Вопрос непростой. Конечно, на смену мифологическому сознанию и отношению к миру пришло иное — научное. Но мы знаем, что мифологическое сознание отнюдь не изжило себя и поныне существует вовсе не в качестве реликтов или рецидивов. В обыденной реальности оно играет куда большую роль, чем можно было бы предположить. Пленяясь красочностью языческого мира, мы склонны преувеличивать рационализм нашего мышления. Что уж говорить о прошлом, ведь там под легким покрывалом рационального мы обнаруживаем океан суеверий, обрядов, шаманских идей — одним словом, живой миф. Многие мифологические модели оставались притягательными и достоверными и в эпоху железа, и в средние века. Тем более в Сибири, где на протяжении доступной для обозрения истории миф так и не обрел альтернативы. Может быть, целостность мифа — это качество, обретаемое им лишь в процессе нашей реконструкции? Ведь любая формализация объекта исследования придает ему более явную структуру, высвечивает его целостность. А сам материал настолько пластичен, что не оказывает явного сопротивления: его можно толковать и так и этак, и каждая версия будет казаться правдоподобной. А если и в древности миф был почти таким же, каким узнали мы его недавно, — текучим, аморфным, фрагментарным? Что, если и тогда не существовало крупных и цельных мифологических текстов, весь корпус которых передавался из поколения в поколение, из уст в уста? Может быть, появление мифологических «сводов» и крупных канонизированных текстов (как то было, например, в Передней Азии) — свидетельство «огосударствления» мифа, использования его для качественно новых целей?

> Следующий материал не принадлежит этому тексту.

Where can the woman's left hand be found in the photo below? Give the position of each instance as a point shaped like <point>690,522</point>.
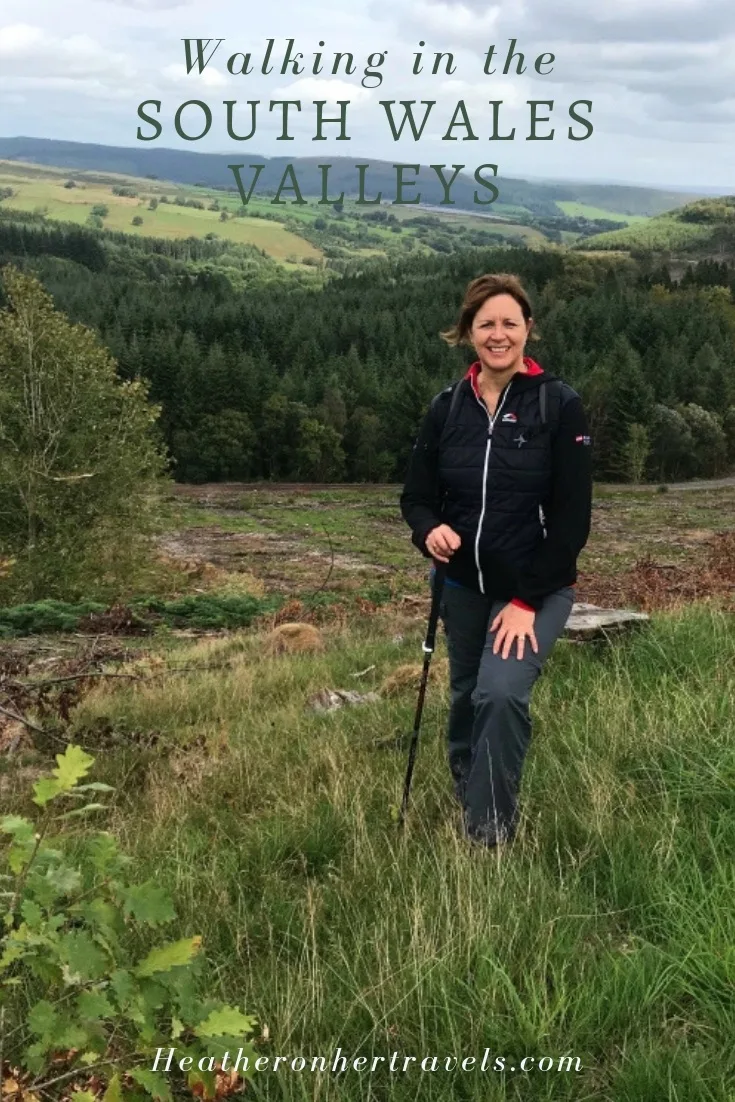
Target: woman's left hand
<point>514,623</point>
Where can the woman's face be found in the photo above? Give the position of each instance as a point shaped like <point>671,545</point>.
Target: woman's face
<point>499,332</point>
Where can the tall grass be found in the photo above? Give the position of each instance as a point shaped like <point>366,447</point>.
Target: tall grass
<point>606,931</point>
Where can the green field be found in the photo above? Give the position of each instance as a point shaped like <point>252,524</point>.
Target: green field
<point>34,193</point>
<point>604,935</point>
<point>41,188</point>
<point>583,211</point>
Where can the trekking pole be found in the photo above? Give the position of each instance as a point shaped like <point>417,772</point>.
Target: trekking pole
<point>428,647</point>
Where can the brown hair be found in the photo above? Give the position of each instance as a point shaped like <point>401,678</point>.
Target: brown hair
<point>478,291</point>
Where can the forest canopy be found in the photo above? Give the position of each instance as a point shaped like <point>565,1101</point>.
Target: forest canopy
<point>287,380</point>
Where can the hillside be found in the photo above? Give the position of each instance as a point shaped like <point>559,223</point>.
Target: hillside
<point>603,935</point>
<point>186,166</point>
<point>700,228</point>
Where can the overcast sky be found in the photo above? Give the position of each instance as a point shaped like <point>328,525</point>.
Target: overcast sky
<point>660,75</point>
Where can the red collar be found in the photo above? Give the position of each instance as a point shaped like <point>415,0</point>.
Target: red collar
<point>473,371</point>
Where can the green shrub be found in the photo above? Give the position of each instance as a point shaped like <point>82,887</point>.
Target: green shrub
<point>86,982</point>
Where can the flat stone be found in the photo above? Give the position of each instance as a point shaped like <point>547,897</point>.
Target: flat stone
<point>590,622</point>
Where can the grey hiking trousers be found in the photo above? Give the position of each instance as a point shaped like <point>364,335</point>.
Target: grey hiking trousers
<point>489,724</point>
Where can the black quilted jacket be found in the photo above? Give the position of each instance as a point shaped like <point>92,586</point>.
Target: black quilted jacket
<point>518,494</point>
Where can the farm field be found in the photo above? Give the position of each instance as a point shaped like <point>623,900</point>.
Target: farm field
<point>41,188</point>
<point>602,936</point>
<point>166,220</point>
<point>583,211</point>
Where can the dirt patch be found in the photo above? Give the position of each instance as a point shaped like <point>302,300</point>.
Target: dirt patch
<point>650,585</point>
<point>279,561</point>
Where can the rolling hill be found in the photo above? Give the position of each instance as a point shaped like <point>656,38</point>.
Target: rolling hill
<point>701,228</point>
<point>186,166</point>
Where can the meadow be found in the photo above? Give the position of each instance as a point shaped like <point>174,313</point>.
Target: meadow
<point>168,220</point>
<point>604,933</point>
<point>42,188</point>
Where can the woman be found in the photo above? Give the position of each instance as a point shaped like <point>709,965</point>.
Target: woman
<point>505,500</point>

Знакомство с мифологией Алтая позволяет предложить такую модель существования мифа. Предположим, что из поколения в поколения передавались не сложные и длинные мифологические тексты, а лишь представления о самых существенных элементах мифологического Космоса. Как полагал К. Г. Юнг, наследуется не сам миф, а предрасположенность к мифотворчеству. Человек, однако, не в состоянии в каждом поколении заново воссоздать весь объем культуры. В старой культуре предполагалось знакомство лишь с основными (доминантными) символами и понятиями, которые пронизывали все мироощущение общества, и принципами их истолкования. Как мы могли убедиться, таких символов в алтайской мифологии не так уж много. Это дерево, гора, река… Даже в поздней, размытой мифологической традиции они легко обнаруживаются. Образно говоря, эти символы суть ядро мифологической Вселенной, тот самый «воздушный шар», сжатый в руке. Каждый из них при додумывании обрастает неисчислимыми связями, сюжетами, дает начало новым и новым сближениям. Старое общество, конечно же, не знало символов, в чистом виде равнозначных мировому дереву или мировой горе, которыми оперируем мы. В живой культуре мировое дерево существует лишь как совокупность множества конкретных символов: шаманского дерева, посоха Эрлика, дерева на святилище и т. д.

Впрочем, не будем преувеличивать наши возможности в понимании древнего и современного мифотворчества. В мире, созданном титаническим — и ненатужным! — трудом общественного сознания, этнограф всегда чувствует себя чужаком. На его долю достаются в лучшем случае лишь отблески того огня, на котором выплавлялись удивительные строки шаманских поэм. Он улавливает слабые отголоски разговоров, что велись у костра, но видит лишь серый пепел кострища. Истолковав все символы и орнаменты, объяснив ритуалы и мифы, мы чувствуем тем не менее, что в картине чего-то не хватает. Допустим, что нам удастся сложить почти все осколки. Что увидим мы? Зеркало не может отразить ничего, кроме смотрящего в него лица. Что же утрачено безвозвратно — информация или способность пережить их реальность как свою? Как бы то ни было, картина ждет одушевления, соучастия, пусть даже ценою меньшей определенности и точности реконструкций. Собственно этнографических и фольклорных материалов, видимо, недостаточно для оживления тех схем, которые мы строим. Необходимо встречное движение неравнодушной души. Для того чтобы разделить духовные искания предков, наш пристальный взгляд, обращенный к их наследию, должен быть дополнен поисками ответа в себе самом.